My Valentine's gift to you is I give you... COUTURE!
Yes!! It's the best gift a girl could ever have!
Basically, Riccardo Tisci has mastered fashion. Have you seen the pre-fall collection? IT'S THE BOMB! Everything he does is the best, his rtw has a couture-like quality in it. PS. GIVENCHY SPRING 2011 ANIMAL PRINT IS BETTER THAN BLUEMARINE SPRING 2011.
God, I just live this collection. The hats are by Philip Treacy and in line with the fall 2010 couture, it's not a show but rather a presentation. No runway was set so there. I would love to see the clothes in motion though, they look incredible!

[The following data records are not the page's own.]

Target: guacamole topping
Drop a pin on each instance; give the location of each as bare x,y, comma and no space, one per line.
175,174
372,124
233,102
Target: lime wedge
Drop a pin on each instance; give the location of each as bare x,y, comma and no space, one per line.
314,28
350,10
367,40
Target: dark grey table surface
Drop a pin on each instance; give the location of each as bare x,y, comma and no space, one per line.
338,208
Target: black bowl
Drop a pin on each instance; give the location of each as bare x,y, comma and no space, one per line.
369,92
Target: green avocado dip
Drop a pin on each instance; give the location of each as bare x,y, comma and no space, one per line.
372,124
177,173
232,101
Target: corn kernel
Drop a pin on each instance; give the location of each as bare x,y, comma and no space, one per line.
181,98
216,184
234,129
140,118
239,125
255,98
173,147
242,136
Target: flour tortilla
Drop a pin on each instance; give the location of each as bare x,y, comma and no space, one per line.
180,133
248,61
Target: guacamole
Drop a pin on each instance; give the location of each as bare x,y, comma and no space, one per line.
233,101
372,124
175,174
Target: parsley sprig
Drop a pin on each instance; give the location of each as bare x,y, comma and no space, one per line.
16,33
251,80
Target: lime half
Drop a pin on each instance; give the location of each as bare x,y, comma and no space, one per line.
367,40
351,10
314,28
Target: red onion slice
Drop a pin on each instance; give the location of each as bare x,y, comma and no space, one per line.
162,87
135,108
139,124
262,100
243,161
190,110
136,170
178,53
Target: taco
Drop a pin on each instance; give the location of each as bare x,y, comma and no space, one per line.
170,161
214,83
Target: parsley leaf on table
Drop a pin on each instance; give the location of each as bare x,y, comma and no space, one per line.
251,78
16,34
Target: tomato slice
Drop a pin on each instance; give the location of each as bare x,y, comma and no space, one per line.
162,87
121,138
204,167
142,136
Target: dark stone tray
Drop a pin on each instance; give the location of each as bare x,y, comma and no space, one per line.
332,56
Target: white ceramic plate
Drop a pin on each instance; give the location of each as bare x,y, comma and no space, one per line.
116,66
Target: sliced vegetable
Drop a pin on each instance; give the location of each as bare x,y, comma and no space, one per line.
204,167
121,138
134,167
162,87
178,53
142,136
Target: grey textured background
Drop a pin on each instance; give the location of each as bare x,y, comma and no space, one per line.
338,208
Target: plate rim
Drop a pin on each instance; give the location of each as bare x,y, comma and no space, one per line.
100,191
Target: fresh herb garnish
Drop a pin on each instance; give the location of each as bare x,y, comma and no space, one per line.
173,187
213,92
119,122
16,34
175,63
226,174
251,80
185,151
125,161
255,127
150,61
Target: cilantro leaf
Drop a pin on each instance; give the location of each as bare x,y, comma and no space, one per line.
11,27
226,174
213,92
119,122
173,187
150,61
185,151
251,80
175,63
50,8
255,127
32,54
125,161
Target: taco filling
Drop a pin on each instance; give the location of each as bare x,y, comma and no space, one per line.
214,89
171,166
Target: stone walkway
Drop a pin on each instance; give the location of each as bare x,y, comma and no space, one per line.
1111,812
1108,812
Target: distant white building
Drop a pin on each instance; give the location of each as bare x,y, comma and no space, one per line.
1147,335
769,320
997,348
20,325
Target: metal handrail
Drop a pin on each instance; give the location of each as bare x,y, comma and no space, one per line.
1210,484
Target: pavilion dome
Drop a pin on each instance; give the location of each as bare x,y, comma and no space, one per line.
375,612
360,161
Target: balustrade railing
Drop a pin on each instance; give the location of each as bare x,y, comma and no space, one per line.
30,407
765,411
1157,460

Fashion's favorite goth took flight with a new obsession: Japan. Not the land of obis and geishas, he said, but the Japan of robot toys and the dancer Kazuo Ohno, whose intensely ritualized style of performance, called Butoh, was a huge influence on Tisci's friend, the singer Antony Hegarty. When Ohno died, Antony and the Johnsons performed a tribute concert that so inspired Tisci, the dead man became a sort of muse for the designer. And this was the result. According to Tisci, Ohno provided the romance, the melancholy, and the palette (the color of dried flowers). Robots, meanwhile, influenced the appliqués, the shoes, and the huge hats by Philip Treacy
The detail was as crazily consuming as last season's. One outfit required 2,000 hours of cutting and 4,000 hours of sewing. A single pair of trousers had 90 meters of plissé. On this scale, appreciation of the clothes as they solemnly rotated from hangers in a reverentially hushed salon on the Place Vendôme became an almost academic exercise, like examining works of art in a gallery. Maybe not such a bad analogy, given the extraordinary appliqué on a bolero that crossed a robot's face with a Catholic cross, or the organza that was laser-cut and appliquéd on layers of chiffon and tulle to create a three-dimensional spread of vermilion wings. One gown featured a Japanese crane, again appliquéd, that rose phoenixlike from a cloud of feathers. Massive bird's wings were folded across a sheer skirt. The Swarovski crystals and pearls that were crusted on the bodice of another dress began to pop like fish eyes as the dress moved.